Web Scraping using a proxy
Jan 2, 2025 | Article

Technology
Other
How this began?
When I was in the market for a car, I wanted to analyze listing data so I could make an informed decision. I had several questions in mind:
- How much extra do dealerships charge compared to private sellers?
- Are certain car models more expensive than others with similar mileage (like Toyota Corollas versus Honda Civics)?
- Do some dealerships consistently offer better deals?
- And how does a specific car's price compare to similar vehicles with matching mileage, make, and model?
Different Approaches
While gathering this data, I considered a few approaches. The most straightforward would be manually entering everything into Excel—but life's too short for that.

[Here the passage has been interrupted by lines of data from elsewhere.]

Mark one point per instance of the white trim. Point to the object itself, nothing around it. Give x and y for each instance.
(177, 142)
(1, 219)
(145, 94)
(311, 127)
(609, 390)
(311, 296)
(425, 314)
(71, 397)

Traditional web scraping tools like BeautifulSoup, Scrapy, or Puppeteer could work, but the website I was using had robust anti-scraping measures in place. Plus, automated scraping often violates terms of service (always check these and the robots.txt file before attempting any scraping).
I needed a less invasive approach. I didn’t mind running my own searches, but I wanted to preserve the data from my searches. That's when I noticed something interesting: the site was fetching data client-side rather than rendering it on the server. This sparked an idea—instead of scraping HTML, why not intercept the request using a proxy and parse the JSON directly?
This approach offers an unexpected bonus: access to more detailed data. For instance, I could see unique IDs for each listing, making it easy to track specific vehicles over time. Plus, all the data came pre-structured, eliminating the need to parse messy HTML.
There is one catch, though: the data must be fetched client-side for this method to work. However, this is increasingly common, especially on sites with infinite scrolling.
The Process
I will demonstrate how do to this using the browser’s own developer tools.
While this method works well for casual use, a more robust setup would involve configuring your browser to use a proxy. This proxy could automatically intercept specified requests and save the responses, streamlining the whole process.
So to use the browser dev tools:
- Browse the site naturally.
- Open the Network tab and identify the specific request that fetches your desired data.
- Filter the network requests to show only the ones containing your target data.
- Download these requests as a .HAR file (HTTP Archive format), which is essentially JSON containing request/response information.
- Then you can read in the .HAR file use your programming language of choice and save data into your own database for analysis later.